Die Schweizer Firmen schafften es geschickt, das Beste aus ihrer Situation zu machen. Nicht nur, dass einige Firmen während des Krieges einen kräftigen Wachstumsschub durchmachten und
erst zu dem wurden, was sie heute sind; sie zogen auch den Kopf nach Kriegsende elegant aus der Schlinge.

Wilhelm Waibel erinnert sich an seine Kindheit: „Die Franzosen demontierten nach Kriegsende deutsche Firmen und transportierten Maschinen als Reparation ab. Anders bei Schweizer Firmen:
Sie hängten flugs einen Zettel mit weißem Kreuz auf rotem Grund vor die Werkstore. Der Schutzbrief bewahrte sie weitgehend vor der Demontage und ermöglichte es, einige Monate nach Hitlers Tod wieder
mit Volldampf zu produzieren."

Auch für die Zwangsarbeiter begann nach Kriegsende eine neue Ära: Anna Witkowska floh mit vielen Landsleuten in die Schweiz und arbeitete dort bei Bauern und im Service. Bevor sie mit den
anderen Russen und Ukrainern zurück fahren sollte, erfuhr sie, dass die Zwangsarbeiter wegen „Kooperation mit dem Feind" von Stalin nach Sibirien verbannt würden. Der Aufenthalt
sollte für Tausende so lange dauern wie die Zwangsarbeit in Hitlers Industrie.

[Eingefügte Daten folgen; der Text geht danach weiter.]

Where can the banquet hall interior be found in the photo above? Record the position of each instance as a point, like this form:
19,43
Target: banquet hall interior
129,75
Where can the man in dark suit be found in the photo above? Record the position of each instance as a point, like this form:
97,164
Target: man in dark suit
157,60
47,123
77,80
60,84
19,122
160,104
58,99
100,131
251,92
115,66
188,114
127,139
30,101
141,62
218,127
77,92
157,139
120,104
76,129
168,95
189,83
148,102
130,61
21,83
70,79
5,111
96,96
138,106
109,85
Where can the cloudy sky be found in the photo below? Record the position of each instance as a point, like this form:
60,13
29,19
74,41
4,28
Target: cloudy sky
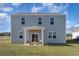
6,9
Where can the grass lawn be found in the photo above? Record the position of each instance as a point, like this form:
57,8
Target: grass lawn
8,49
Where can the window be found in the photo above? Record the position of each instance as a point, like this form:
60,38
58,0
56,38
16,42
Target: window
50,34
40,21
21,35
52,21
54,35
22,21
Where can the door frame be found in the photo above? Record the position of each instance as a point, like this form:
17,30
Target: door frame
35,33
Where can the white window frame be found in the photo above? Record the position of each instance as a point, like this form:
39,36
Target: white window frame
35,33
19,34
55,34
21,20
52,34
50,19
40,17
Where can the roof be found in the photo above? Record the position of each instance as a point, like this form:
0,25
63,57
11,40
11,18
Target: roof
38,14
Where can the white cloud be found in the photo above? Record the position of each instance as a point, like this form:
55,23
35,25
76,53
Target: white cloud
7,9
16,4
5,21
36,9
48,4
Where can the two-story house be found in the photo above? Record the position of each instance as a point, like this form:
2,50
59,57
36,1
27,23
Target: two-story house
39,28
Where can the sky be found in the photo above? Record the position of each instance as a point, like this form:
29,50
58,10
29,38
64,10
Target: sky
71,10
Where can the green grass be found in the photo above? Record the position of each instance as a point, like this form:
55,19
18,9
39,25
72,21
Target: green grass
8,49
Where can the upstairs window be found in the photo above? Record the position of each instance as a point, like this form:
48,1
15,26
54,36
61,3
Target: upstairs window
21,35
40,21
22,21
51,21
54,35
50,35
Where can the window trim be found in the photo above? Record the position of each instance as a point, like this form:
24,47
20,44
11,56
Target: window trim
52,34
21,20
42,20
50,19
19,34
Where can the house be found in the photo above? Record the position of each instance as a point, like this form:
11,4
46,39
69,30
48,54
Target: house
39,28
75,32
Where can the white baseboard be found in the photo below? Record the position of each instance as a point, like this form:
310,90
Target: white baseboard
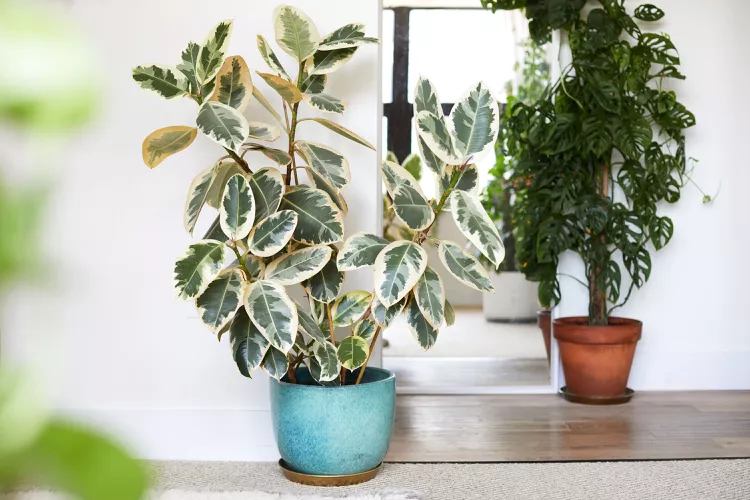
209,435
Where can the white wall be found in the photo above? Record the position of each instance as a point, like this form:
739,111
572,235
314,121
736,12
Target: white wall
106,332
694,308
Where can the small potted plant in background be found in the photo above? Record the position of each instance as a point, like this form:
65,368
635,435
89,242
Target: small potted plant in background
602,150
518,302
284,226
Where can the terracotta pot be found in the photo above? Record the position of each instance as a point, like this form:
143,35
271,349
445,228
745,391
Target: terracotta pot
597,358
544,322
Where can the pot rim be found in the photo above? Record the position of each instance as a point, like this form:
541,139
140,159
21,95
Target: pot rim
390,376
583,321
577,330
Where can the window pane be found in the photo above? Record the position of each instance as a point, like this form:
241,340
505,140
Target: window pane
387,41
459,47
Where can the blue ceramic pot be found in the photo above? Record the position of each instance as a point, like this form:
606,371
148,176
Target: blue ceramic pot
334,431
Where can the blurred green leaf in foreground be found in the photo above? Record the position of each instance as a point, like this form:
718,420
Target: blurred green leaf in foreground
48,84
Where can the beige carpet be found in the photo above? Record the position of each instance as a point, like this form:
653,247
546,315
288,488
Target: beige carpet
669,480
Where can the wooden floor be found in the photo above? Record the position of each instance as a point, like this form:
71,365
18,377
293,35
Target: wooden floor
428,372
530,428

Anna Witkowska hatte Glück: Die Hilfe einiger Schweizer und ihres späteren Mannes verhinderten eine Rückführung. Allerdings sah sie ihre Mutter erst 33 Jahre, nachdem sie aus dem Klassenzimmer
verschleppt wurde, wieder. Es war ohnehin eine traurige Rückkehr für viele Ukrainer. Wilhelm Waibel erinnert sich an seinen ersten Besuch in Kobeljaki. „Ich lernte eine Frau kennen, die
bei Georg Fischer arbeitete und für einige Jahre in der sibirischen Verbannung lebte. Bei ihrer Rückkehr ins Elternhaus sagte ihr kriegsinvalider Bruder zur Begrüßung: ,Du hast die Granaten
hergestellt, die mir das Bein zerfetzte.`"

Das Kriegsende bedeutete noch lange nicht das Aus für die Arbeitslager Ostend und Westend, wo die Arbeiter von Georg Fischer untergebracht waren. Nun wurden deutsche Kriegsgefangene und
regionale Nazigrößen hier untergebracht. Sehr viel später, als Wilhelm Waibel Prokurist bei Georg Fischer war, begann er sich mit der Geschichte seiner Heimatstadt zu beschäftigen. Sein Buch
„Schatten am Hohentwiel" ist eine Dokumentation über jenen Geschichtsabschnitt einiger Schweizer Unternehmen, über den sie lange Zeit nichts wissen wollten.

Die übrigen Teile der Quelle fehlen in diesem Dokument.